When people talk about ‘climate change’ now-a-days, they usually mean ‘anthropocentric’ climate change, which means climate change influenced by human activity.
I used to be in the above crowd. Why not? 250 years of Industrial Revolution actions that dumped millions of tons of hydrocarbon waste into the atmosphere surely must have an effect? And to note, ‘acid rain’, ie rain that is essentially sulfuric acid has fallen on the western side of the Appalachian Mountains here in Upstate New York during the 1970s through the early 1990s, the result of which from the smoke-stacks of coal-fired power plants in the Mid-West.
What has changed my mind?
Let me first say this disclaimer; I am not an atmospheric scientist, just a half-assed informed layman.
In that capacity, after 2 1/2 years of research I have IMHO discovered that there is a global elite who stand to gain significantly (economically) from centralized global control of ‘climate change’ policy.
Now do I think that we, as a global society, should get away from using fossil fuels to power our economies and societies?
Sure.
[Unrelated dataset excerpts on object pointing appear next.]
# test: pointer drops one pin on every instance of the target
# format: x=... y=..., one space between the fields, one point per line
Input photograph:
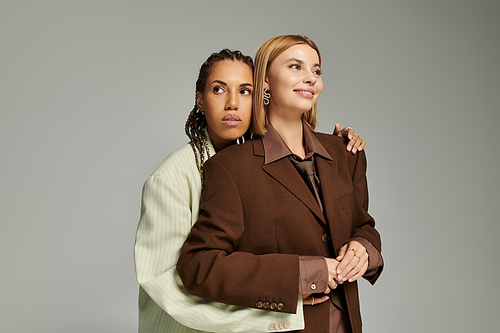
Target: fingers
x=313 y=300
x=342 y=252
x=337 y=131
x=353 y=263
x=358 y=145
x=347 y=132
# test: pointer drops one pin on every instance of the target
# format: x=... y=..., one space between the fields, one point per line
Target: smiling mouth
x=231 y=119
x=304 y=91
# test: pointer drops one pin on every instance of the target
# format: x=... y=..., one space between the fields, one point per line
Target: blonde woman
x=285 y=215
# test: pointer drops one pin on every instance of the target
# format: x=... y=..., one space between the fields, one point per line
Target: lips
x=231 y=120
x=306 y=92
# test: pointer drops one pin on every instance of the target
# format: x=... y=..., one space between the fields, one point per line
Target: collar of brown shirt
x=275 y=148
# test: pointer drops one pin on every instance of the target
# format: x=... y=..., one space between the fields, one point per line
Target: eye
x=218 y=90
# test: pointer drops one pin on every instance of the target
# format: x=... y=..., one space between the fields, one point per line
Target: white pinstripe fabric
x=170 y=206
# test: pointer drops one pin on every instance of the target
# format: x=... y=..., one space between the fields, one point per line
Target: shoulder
x=233 y=155
x=179 y=164
x=336 y=147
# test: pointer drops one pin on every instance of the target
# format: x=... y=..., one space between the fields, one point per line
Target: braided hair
x=196 y=121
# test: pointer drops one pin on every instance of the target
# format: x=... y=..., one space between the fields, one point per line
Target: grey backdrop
x=94 y=95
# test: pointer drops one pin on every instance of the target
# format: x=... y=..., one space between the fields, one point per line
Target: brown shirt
x=314 y=270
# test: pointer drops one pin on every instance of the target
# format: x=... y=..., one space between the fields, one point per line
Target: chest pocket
x=347 y=201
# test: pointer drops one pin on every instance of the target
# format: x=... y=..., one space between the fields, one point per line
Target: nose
x=310 y=78
x=232 y=101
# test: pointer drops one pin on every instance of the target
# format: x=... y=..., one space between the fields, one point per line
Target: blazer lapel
x=285 y=173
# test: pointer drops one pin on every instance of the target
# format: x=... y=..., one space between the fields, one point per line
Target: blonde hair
x=266 y=54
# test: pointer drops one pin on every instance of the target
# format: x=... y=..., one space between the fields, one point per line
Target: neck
x=291 y=132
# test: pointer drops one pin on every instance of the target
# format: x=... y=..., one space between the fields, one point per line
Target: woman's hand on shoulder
x=353 y=260
x=355 y=143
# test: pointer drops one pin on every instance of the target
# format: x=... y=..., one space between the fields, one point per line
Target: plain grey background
x=95 y=94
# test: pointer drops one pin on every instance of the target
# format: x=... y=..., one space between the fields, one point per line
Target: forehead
x=231 y=71
x=300 y=52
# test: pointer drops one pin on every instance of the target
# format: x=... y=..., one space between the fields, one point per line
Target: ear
x=266 y=83
x=199 y=100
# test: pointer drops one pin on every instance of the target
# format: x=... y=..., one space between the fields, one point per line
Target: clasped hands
x=350 y=264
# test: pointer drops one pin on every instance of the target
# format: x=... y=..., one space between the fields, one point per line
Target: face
x=294 y=81
x=227 y=102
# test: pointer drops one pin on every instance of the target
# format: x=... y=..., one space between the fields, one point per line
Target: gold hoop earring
x=267 y=96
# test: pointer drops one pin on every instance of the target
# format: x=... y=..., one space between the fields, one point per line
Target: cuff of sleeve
x=313 y=273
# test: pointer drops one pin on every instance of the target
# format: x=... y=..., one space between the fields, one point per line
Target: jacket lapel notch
x=285 y=173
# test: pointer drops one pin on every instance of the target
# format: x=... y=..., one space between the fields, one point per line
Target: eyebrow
x=299 y=61
x=225 y=84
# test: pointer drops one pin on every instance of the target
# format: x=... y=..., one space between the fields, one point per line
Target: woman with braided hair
x=170 y=206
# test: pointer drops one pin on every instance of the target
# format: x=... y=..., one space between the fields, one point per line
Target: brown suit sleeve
x=210 y=264
x=364 y=230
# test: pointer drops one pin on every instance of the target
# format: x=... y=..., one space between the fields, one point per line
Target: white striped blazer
x=170 y=206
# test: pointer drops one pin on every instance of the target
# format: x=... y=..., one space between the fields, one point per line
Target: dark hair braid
x=196 y=122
But there are too many reasons to list here.
And the poor nations of the Earth, who get short shrift from the First World Nations anyway, know that their economies still need fossil fuel technology, just to break even and make their loan payments to the IMF.
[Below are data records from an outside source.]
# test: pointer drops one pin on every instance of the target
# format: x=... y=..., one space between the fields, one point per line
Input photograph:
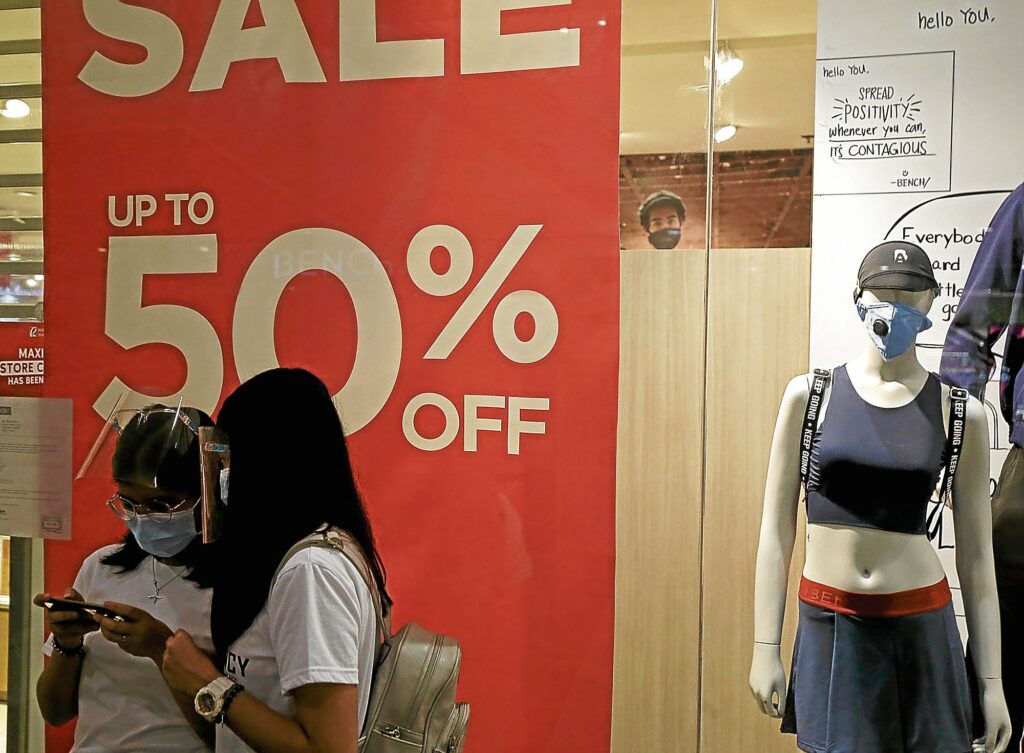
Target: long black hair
x=290 y=474
x=141 y=453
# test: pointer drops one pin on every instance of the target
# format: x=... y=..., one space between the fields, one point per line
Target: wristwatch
x=211 y=702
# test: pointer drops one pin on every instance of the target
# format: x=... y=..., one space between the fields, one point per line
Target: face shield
x=150 y=459
x=215 y=461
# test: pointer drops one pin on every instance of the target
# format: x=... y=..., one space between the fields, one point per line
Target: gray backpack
x=412 y=695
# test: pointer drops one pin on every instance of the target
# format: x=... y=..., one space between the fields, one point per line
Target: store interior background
x=711 y=332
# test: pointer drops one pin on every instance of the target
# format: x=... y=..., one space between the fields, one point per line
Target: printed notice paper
x=35 y=467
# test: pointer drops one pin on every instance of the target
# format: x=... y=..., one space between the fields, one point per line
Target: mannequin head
x=893 y=319
x=920 y=299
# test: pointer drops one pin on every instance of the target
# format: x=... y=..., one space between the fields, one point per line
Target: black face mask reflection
x=666 y=238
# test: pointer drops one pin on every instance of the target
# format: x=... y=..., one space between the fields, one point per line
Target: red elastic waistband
x=900 y=603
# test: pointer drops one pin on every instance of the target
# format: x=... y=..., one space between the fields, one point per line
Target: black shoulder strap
x=818 y=387
x=954 y=444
But the recent climate conferences in the Netherlands in the EU (CO15) were not derailed by poor nations (they did walk out at one point anyway), but was jinked by the US and China (is China Third World or First World now?):
Following a meeting in Brussels to discuss how to rescue the Copenhagen climate process, EU environment ministers emphasized the need for concrete, legally binding measures to combat global warming.
The European Union went to Copenhagen with the hope of achieving a broad commitment to at least a 20-percent cut in carbon emissions below 1990 levels within 10 years, but that and other firm goals failed to emerge in the final accord.
The two-week, United Nations-led conference ended on Saturday with a non-legally binding agreement to limit global warming to a maximum of 2 degrees Celsius over pre-industrial times, but did not lay out how to achieve that.
Despite months of preparation and strenuous diplomacy, the talks boiled down to an inability of the world’s two largest emitters, the United States and China, to agree fixed targets.
“Expectations and pressure on the United States have risen after Copenhagen … to really deliver,” Swedish Environment Minister Andreas Carlgren told a news briefing on Tuesday after Sweden, as EU president until December 31, chaired pan-EU talks.
Ministers from the EU’s 27 member states will meet again in January to discuss what role the EU can play in cobbling together a stronger agreement.
The bloc went to Copenhagen with a unified position and a plan for financing emissions cuts in the developing world, with a commitment to spend around 7 billion euros ($10 billion) over the next three years to aid poorer countries.
But those aims were largely sidelined as the talks failed to produce a breakthrough. Carlgren described the summit as a “disaster” and a “great failure,” despite what he called Europe’s united efforts.
“Europe never lost its aim, never, never came to splits or different positions, but of course this was mainly about other countries really (being) unwilling, and especially the United States and China,” Carlgren said.
Britain on Monday blamed China and a handful of other countries of holding the world to ransom by blocking a legally binding treaty at Copenhagen, stepping up a blame game that has gathered momentum since the talks ended.
In a sharply worded response, Chinese Foreign Ministry spokeswoman Jiang Yu rejected accusations that China had “hijacked” the climate talks and added: “The statements from certain British politicians are plainly a political scheme.”
British Prime Minister Gordon Brown described the summit as “at best flawed and at worst chaotic” and demanded an urgent reform of the process to try to reach a legal treaty when talks are expected to resume in Germany next June.
But Danish Climate Minister Connie Hedegaard, who quit as president of the talks midway through after being criticized by African countries for favoring wealthier nations in negotiations, said there was no point in getting depressed.
“What we need to do is to secure the step that we took and turn it into a result,” she told reporters as she arrived for the Brussels meeting on Tuesday. Asked whether Copenhagen had been a failure, she replied:
“It would have been a failure if we had achieved nothing. But we achieved something — a first step.
“It was the first time we held a process where all the countries were present, including the big emitters.”
In short, there must be a way to convert the worlds’ societies economies and technologies slowly and evenly with alternate tech over the next 50 years to shift away from fossil fuels. Is there sufficient wealth in the market to begin the change, or is technology being suppressed by the global financial/energy elites so only they have the power to begin the shift, if they feel like it?
If they see money in it, they will start the change.
And the elite aren’t as united as one would think.